Hierbij zenden wij u het Besluit van 19 november 1997, houdende vaststelling van de formulieren als bedoeld in artikel 10 van de Wet op de lijkbezorging betreffende het overlijden ten gevolge van een niet-natuurlijke oorzaak, niet zijnde levensbeëindiging zonder uitdrukkelijk verzoek, met nota van toelichting1. Dit besluit zal worden gepubliceerd in Staatsblad 1997, nummer 550, dat zal worden uitgegeven op 27 november 1997.

Deze toezending vindt plaats ingevolge de zogenoemde voorhangprocedure, zoals neergelegd in artikel 10, tweede lid, van de Wet op de lijkbezorging. Hierin is bepaald dat de desbetreffende algemene maatregel van bestuur niet eerder in werking treedt dan drie maanden na de datum van uitgifte van het Staatsblad waarin hij is geplaatst. Deze brief strekt tot uitvoering van de laatste volzin van artikel 10, tweede lid, van de wet, waarin is bepaald dat van de plaatsing in het Staatsblad onverwijld mededeling wordt gedaan aan de beide Kamers der Staten-Generaal.

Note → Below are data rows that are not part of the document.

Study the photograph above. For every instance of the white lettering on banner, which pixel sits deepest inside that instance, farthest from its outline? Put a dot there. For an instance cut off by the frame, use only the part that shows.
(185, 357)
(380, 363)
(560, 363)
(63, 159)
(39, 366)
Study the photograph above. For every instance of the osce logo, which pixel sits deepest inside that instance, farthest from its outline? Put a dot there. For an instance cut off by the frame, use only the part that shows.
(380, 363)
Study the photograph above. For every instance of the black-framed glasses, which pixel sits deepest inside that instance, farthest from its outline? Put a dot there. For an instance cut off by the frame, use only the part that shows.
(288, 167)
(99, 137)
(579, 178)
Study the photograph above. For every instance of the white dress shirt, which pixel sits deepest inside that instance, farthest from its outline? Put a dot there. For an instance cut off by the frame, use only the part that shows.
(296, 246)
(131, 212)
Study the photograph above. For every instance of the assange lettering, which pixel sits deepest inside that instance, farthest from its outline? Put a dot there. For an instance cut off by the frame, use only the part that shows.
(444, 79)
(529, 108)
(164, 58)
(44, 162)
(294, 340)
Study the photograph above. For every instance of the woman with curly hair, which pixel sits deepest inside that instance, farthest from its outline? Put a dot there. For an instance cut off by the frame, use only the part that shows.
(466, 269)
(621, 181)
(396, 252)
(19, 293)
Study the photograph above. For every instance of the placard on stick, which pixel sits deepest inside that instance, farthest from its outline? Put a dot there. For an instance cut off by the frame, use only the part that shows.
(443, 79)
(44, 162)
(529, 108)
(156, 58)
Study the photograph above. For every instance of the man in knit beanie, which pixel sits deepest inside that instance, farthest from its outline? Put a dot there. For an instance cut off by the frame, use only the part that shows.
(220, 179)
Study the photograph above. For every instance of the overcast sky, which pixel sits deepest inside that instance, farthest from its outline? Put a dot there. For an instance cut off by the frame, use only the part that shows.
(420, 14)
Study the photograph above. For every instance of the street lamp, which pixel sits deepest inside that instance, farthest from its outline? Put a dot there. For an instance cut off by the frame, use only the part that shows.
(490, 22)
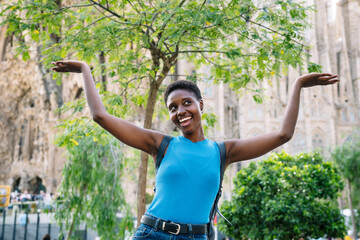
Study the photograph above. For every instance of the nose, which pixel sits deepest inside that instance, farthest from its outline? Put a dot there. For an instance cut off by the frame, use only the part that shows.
(181, 110)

Een gelijkluidende brief zend ik dan ook aan de Voorzitter van de Eerste Kamer der Staten-Generaal.

Tevens gaat hierbij een ontwerp-ministeriële regeling tot instelling van regionale commissies voor de toetsing van gemelde gevallen van levensbeëindiging op verzoek en hulp bij zelfdoding (Regeling regionale toetsingscommissies euthanasie), met toelichting1. Teneinde een goede beoordeling door Uw Kamer van de voor ogen staande procedure voor de melding van levensbeëindiging op verzoek en hulp bij zelfdoding mogelijk te maken, worden beide regelingen u gelijktijdig toegezonden. Bijgevoegd is tevens het advies van de Raad van State over beide regelingen, alsmede onze reactie hierop (nader rapport)1.

De wijziging van bijgaand besluit strekt tot aanpassing van de bestaande procedure voor de melding van levensbeëindigend handelen door artsen en is ingegeven door de uitkomsten van het evaluatie-onderzoek naar de praktijk van de meldingsprocedure euthanasie.

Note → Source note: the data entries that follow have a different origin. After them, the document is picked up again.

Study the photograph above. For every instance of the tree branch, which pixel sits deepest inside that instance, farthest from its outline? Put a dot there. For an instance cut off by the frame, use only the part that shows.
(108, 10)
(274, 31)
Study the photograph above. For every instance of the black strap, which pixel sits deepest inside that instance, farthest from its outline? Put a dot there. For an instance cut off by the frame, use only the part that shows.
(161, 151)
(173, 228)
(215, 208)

In het kabinetsstandpunt naar aanleiding van deze evaluatie (Kamerstukken II, 1996–1997, 23 877, nr. 13) hebben wij reeds de maatregelen uiteengezet die ons voor ogen staan om verbeteringen aan te brengen in de praktijk inzake levensbeëindigend handelen door artsen en de daarvoor geldende meldingsprocedure.

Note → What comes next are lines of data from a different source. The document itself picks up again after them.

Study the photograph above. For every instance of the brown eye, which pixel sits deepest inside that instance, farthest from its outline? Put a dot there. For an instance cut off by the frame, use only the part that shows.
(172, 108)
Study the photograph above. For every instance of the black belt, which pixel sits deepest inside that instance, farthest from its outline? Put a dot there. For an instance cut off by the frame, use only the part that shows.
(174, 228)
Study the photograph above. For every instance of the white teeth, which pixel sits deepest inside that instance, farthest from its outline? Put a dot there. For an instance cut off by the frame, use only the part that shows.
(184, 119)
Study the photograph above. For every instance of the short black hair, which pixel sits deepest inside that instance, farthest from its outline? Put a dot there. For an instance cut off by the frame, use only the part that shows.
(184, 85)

Met betrekking tot de regelgeving aangaande de melding van gevallen van levensbeëindigend handelen door artsen houden deze maatregelen in de eerste plaats in, dat de op 1 juni 1994 in werking getreden meldingsprocedure wordt gescheiden in een toetsingsprocedure voor gevallen van levensbeëindiging op verzoek en hulp bij zelfdoding enerzijds en een toetsingsprocedure voor levensbeëindiging zonder uitdrukkelijk verzoek anderzijds. Tot de vormgeving van de eerstgenoemde procedure strekt de bijgaande algemene maatregel van bestuur. In de tweede plaats wordt voorzien in een bredere, meer op de medische beroepsuitoefening toegesneden toetsing van beide, onderscheiden vormen van levensbeëindigend handelen. De toetsing van gevallen van levensbeëindiging op verzoek en hulp bij zelfdoding wordt in eerste instantie opgedragen aan regionale toetsingscommissies. Hierin voorziet bijgaande ontwerp-regeling.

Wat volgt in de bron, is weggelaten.